The recent financial crisis and associated recession meant that a significant fiscal consolidation was necessary to restore the public finances to a sustainable long-run path. Between 2010–11 and 2014–15, total public spending has been cut by 3.0% in real terms, resulting in a dramatic fall in public spending as a share of national income. Different areas of spending have fared very differently over this period of austerity. Between 2010–11 and 2014–15, departmental spending was cut by 9.1%, compared with a 2.4% increase in non-departmental spending. Within departmental spending, health, schools and official development assistance have been protected, while other areas have been cut dramatically.
The recent financial crisis and associated recession opened up a hole in the public finances. Without any policy action since the 2008 Budget, borrowing would have remained permanently around 10% of national income, which would not have been sustainable. A significant fiscal consolidation therefore became necessary to restore the public finances to a sustainable long-run path. Successive governments have increased taxes and cut spending in order to reduce public borrowing, and the vast majority of the consolidation is planned to come from spending cuts.

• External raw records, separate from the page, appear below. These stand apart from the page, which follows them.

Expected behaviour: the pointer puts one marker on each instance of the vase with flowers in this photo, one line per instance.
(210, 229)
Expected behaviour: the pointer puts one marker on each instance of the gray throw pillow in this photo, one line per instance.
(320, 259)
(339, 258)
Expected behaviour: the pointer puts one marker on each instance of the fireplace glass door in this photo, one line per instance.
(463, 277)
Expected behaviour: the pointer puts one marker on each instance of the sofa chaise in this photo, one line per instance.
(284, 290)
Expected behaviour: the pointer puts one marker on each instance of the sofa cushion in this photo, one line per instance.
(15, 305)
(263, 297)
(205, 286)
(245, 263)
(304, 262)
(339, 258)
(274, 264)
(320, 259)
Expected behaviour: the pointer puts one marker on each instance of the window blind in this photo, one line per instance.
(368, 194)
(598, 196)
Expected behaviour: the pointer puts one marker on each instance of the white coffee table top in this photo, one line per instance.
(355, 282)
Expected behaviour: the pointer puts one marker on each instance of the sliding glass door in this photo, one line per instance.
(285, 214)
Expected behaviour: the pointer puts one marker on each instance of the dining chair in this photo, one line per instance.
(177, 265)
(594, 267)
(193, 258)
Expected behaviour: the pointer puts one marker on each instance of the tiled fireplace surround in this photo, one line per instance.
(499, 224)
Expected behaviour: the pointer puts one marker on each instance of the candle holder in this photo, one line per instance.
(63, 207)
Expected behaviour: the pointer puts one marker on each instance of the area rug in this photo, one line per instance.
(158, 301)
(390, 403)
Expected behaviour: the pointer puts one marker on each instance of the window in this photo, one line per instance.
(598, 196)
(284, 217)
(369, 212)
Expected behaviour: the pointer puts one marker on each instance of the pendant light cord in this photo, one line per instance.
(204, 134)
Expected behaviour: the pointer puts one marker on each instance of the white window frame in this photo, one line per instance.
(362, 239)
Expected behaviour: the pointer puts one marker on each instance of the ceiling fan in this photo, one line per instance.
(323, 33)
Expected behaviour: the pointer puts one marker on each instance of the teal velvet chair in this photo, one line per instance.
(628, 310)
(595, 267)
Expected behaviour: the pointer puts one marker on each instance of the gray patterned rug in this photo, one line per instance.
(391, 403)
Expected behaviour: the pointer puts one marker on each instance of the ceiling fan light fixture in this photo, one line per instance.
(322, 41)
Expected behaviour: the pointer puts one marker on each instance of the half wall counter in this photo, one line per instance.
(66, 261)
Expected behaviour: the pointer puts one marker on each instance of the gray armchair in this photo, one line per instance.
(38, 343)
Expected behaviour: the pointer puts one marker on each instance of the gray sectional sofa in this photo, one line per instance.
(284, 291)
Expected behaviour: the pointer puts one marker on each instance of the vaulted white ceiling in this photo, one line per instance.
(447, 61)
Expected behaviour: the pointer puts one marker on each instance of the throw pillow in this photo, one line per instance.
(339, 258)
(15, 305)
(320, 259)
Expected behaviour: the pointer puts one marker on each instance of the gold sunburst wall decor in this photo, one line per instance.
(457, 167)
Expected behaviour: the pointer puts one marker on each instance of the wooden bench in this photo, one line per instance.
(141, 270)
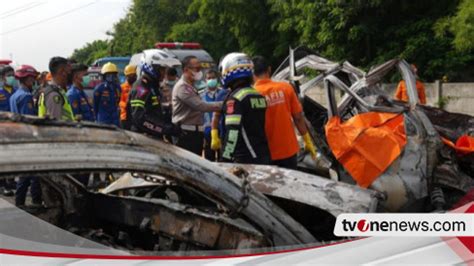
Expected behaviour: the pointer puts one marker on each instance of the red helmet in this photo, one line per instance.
(25, 70)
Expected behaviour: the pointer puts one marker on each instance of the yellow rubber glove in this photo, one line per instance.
(309, 145)
(215, 140)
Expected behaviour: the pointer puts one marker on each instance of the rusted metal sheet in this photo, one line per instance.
(325, 194)
(33, 145)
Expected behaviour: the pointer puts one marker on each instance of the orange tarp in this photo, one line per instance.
(464, 145)
(366, 144)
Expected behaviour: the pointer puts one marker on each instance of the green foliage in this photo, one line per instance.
(437, 35)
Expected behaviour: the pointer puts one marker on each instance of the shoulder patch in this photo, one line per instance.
(230, 106)
(56, 98)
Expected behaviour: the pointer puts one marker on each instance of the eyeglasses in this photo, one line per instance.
(197, 68)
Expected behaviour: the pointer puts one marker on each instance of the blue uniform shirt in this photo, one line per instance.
(220, 97)
(21, 102)
(80, 103)
(5, 99)
(209, 96)
(106, 99)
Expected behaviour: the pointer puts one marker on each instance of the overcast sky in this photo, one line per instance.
(31, 32)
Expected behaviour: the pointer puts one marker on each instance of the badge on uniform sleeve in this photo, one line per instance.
(141, 91)
(56, 99)
(230, 107)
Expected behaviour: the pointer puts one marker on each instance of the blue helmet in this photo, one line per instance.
(235, 66)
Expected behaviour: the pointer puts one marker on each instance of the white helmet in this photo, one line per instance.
(235, 66)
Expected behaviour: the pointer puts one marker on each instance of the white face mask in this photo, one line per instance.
(197, 75)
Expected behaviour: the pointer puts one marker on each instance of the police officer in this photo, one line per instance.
(107, 96)
(244, 111)
(53, 101)
(21, 102)
(210, 95)
(78, 99)
(145, 101)
(188, 107)
(7, 82)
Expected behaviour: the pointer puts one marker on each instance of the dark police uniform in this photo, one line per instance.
(245, 140)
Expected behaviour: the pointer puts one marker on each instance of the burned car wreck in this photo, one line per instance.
(161, 198)
(427, 175)
(192, 204)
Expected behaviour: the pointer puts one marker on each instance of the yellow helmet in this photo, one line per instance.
(130, 69)
(109, 68)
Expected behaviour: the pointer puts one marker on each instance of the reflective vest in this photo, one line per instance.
(66, 114)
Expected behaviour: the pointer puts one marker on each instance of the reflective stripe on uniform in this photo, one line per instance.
(41, 106)
(244, 92)
(233, 119)
(135, 103)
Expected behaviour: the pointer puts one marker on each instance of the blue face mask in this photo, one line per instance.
(212, 83)
(171, 83)
(11, 81)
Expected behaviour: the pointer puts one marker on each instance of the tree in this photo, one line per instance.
(91, 51)
(363, 32)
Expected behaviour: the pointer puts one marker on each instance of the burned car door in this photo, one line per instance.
(53, 149)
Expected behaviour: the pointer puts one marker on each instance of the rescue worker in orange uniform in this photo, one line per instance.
(401, 93)
(284, 112)
(131, 76)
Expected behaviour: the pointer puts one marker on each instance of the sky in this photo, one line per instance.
(31, 32)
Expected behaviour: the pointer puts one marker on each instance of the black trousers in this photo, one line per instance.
(290, 162)
(209, 153)
(191, 141)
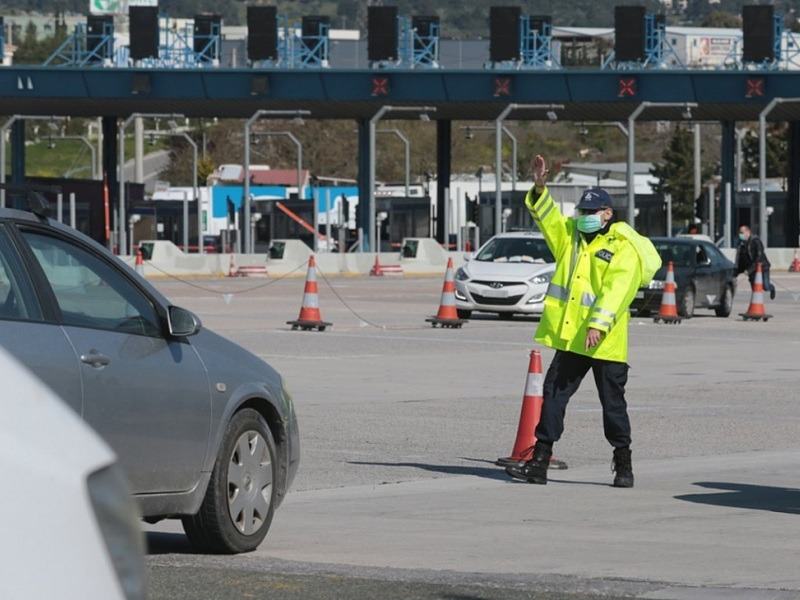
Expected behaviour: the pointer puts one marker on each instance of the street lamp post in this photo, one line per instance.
(762, 164)
(121, 220)
(373, 122)
(498, 159)
(687, 106)
(173, 132)
(299, 147)
(3, 131)
(247, 127)
(407, 145)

Between 2010–11 and 2015–16, total public spending is planned to be cut by 3.0%. However, this overall change in total spending masks the very different experiences of different areas of spending. Figure 1 illustrates how departmental spending (DELs) – which includes the administration and delivery of public services – is planned to be cut by 10.2% over this period, while non-departmental spending (AME) – which includes spending on social security and debt interest payments – is forecast to increase by 3.2%.
Under the Conservative government's July 2015 Budget plans, total public spending will increase by 0.6% between 2015–16 and 2019–20. However, within that, departmental spending will be cut by 2.9%, taking the cut since 2010–11 to 12.8% and leaving departmental spending around the level it was in real terms in 2004–05.

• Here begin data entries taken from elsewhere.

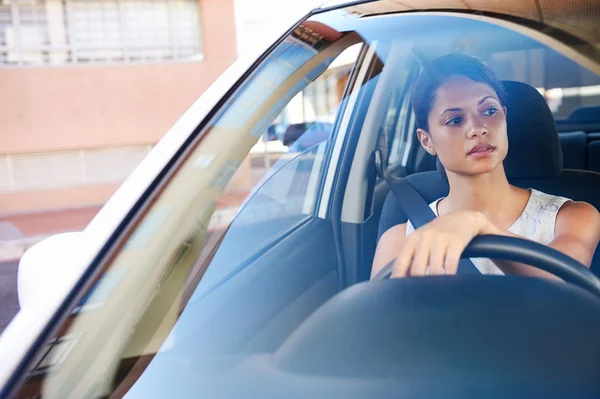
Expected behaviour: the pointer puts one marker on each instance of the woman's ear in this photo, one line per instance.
(425, 140)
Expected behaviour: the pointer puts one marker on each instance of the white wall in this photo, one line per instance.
(260, 21)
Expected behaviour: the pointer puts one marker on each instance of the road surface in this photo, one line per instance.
(9, 304)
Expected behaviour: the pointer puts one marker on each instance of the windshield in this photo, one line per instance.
(201, 297)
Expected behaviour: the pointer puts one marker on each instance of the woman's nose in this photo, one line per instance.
(477, 128)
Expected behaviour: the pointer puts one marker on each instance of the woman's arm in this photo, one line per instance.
(576, 233)
(440, 243)
(388, 247)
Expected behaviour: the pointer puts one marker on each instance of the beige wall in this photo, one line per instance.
(53, 108)
(60, 108)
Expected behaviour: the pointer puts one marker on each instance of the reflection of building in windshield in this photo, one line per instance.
(319, 101)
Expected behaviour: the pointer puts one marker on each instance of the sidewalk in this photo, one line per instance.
(19, 232)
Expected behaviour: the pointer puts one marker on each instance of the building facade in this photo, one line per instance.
(89, 86)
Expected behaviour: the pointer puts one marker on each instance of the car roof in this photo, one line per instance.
(578, 19)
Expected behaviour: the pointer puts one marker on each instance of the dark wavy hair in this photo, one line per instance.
(439, 71)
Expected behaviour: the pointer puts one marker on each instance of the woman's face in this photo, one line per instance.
(467, 127)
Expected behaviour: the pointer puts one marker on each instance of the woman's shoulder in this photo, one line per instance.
(578, 216)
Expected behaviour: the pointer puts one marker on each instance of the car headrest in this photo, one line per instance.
(534, 150)
(588, 114)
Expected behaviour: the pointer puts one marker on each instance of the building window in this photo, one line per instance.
(56, 32)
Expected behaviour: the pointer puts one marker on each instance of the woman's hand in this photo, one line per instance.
(440, 243)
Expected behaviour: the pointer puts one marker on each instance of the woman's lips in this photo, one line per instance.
(481, 150)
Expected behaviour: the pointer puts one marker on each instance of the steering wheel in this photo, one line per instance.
(528, 252)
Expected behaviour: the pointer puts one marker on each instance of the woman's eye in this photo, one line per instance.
(490, 111)
(455, 121)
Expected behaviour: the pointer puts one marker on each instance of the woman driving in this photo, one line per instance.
(461, 119)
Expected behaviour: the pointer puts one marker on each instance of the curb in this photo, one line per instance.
(11, 251)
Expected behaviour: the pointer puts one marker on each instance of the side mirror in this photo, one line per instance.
(49, 268)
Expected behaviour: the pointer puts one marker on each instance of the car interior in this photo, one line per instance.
(296, 316)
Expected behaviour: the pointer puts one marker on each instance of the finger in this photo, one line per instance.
(403, 260)
(452, 258)
(437, 257)
(420, 261)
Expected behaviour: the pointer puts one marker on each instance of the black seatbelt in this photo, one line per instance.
(411, 202)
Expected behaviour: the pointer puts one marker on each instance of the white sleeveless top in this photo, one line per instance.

Within departmental spending (and within non-departmental spending), the cuts have also been highly uneven. Figure 2 shows how the cuts to departmental spending between 2010–11 and 2015–16 were allocated across departments. Spending on international development increased in order to meet the government’s international commitment to spend 0.7% of national income on overseas aid by 2013. The government also protected NHS spending and schools spending, and the Department of Energy and Climate Change saw an increase in its budget to increase investment in green technology. In stark contrast, the budget of the Ministry of Justice, the Department for Work and Pensions and the central government grant to local authorities (the 'CLG Local Government' budget) were cut by over a third, and several other departments saw their budgets cut by over 25%.
Figure 2. Real-terms % cuts in departmental expenditure limits, 2010–11 to 2015–16 [Download the data]
The cuts to departmental spending in 2016–17 to 2019–20 will be allocated between departments in the Spending Review that will be published on 25 November 2015. To find out more about the outlook for the 2015 Spending Review, visit our online guide and spending review calculator here, or read this briefing note.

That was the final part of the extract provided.